Intriguingly, the size of some of these regions seems to correlate only with the size of people’s online social networks – not their real-world ones. It’s not clear yet, though, which factor is cause and which is effect – whether increased development in these regions enables people to develop larger online social networks, or vice versa. Even so, this is one of the first studies to directly link neuroanatomical data with online behavior.

As the journal Proceedings of the Royal Society B reports, a team led by Geraint Rees at University College London (UCL) performed MRI scans of the brains of 125 university students, and correlated this data with information on the size of these students’ Facebook friend groups:

The number of social contacts declared publicly on a major web-based social networking site was strongly associated with the structure of focal regions of the human brain. Specifically, we found that variation in the number of friends on Facebook strongly and significantly predicted grey matter volume in left MTG, right STS and right entorhinal cortex.

The exact links between these regions and online communication remain to be studied – but many of them have been correlated with social interaction in other studies.

The amygdala helps us process negative emotions like fear and sadness, both in ourselves and others – and people with larger amygdalas tend to have larger social networks overall, both online and otherwise.

Though no studies so far have correlated the size of the right STS with social network size, this structure is known to be involved in our ability to think of some objects as alive, as well as in helping us understand what others are looking at, and what emotions they’re expressing. A malfunctioning STS is thought to be a major factor in autism.

The exact role of the left MTG isn’t precisely understood, but many neuroscientists think this structure is involved in our ability to recognize familiar faces, and to process the semantic associations (i.e., meanings) of words.
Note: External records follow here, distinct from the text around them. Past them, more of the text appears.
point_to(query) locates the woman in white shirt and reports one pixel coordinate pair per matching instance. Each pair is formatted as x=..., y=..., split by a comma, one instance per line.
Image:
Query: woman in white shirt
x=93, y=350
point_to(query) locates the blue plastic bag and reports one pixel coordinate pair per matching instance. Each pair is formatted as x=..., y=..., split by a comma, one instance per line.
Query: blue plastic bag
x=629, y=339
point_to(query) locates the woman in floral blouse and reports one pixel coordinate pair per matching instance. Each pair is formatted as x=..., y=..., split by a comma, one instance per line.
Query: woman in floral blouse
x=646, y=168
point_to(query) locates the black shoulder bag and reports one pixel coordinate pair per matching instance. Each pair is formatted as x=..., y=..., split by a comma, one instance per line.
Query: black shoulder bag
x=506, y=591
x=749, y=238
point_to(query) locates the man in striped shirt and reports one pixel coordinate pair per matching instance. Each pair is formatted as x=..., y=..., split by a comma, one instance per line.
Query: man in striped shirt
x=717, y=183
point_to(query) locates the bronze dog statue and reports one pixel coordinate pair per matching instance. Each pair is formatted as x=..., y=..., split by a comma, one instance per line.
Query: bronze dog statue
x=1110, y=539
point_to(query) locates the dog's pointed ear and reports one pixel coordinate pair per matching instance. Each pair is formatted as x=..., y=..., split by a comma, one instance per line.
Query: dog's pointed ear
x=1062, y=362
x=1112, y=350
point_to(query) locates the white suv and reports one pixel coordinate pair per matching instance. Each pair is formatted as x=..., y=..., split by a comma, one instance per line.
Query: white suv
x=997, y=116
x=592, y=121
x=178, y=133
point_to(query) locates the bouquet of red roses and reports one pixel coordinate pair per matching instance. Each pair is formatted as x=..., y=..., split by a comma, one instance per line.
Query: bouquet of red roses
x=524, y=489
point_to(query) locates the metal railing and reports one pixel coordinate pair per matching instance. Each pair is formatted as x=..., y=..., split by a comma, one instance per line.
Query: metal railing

The right EC works closely with the hippocampus to help us form and consolidate explicit/declarative memories – i.e., memories of specific facts and events, and specific associations between them (e.g., “kitties and bunnies are both mammals”). The EC is also one of the first areas attacked by Alzheimer’s. The researchers found that this region correlated especially strongly with online friend group size, but not particularly with real-world friend group size:

The right entorhinal cortex is implicated in associative memory formation for pairs of items including pairs of names and faces. Such memory capacity for name–face associates would constitute an important function for maintaining a large social network as observed in social network websites.

In short, the ability to mentally “tag” photos and posts with the correct associations is a central skill for maintaining digital friendships.

It’s easy to see how all the brain regions above could play central roles in a person’s ability to maintain a wide-ranging network of online friends. What’s especially interesting, though, is that all of them deal with features of social interaction that port from the real world to the online interaction space in straightforward ways – social hierarchies, facial expressions, repeatable facts, and so on – but that many other vital aspects of real-world social interaction – such as body language, and tone of voice – don’t appear to be nearly as crucial in an online social network. It’s enough to make you wonder what natural selection may have in store for our brains.

I don’t know about you, but I’m picturing a future where men compete in flame-wars for the right to woo attractive females. So while you my competitors are out hitting the bars and clubs this weekend, I’ll be – ah – honing my skills on 4chan and Reddit. Which is basically what I’d be doing this weekend anyway.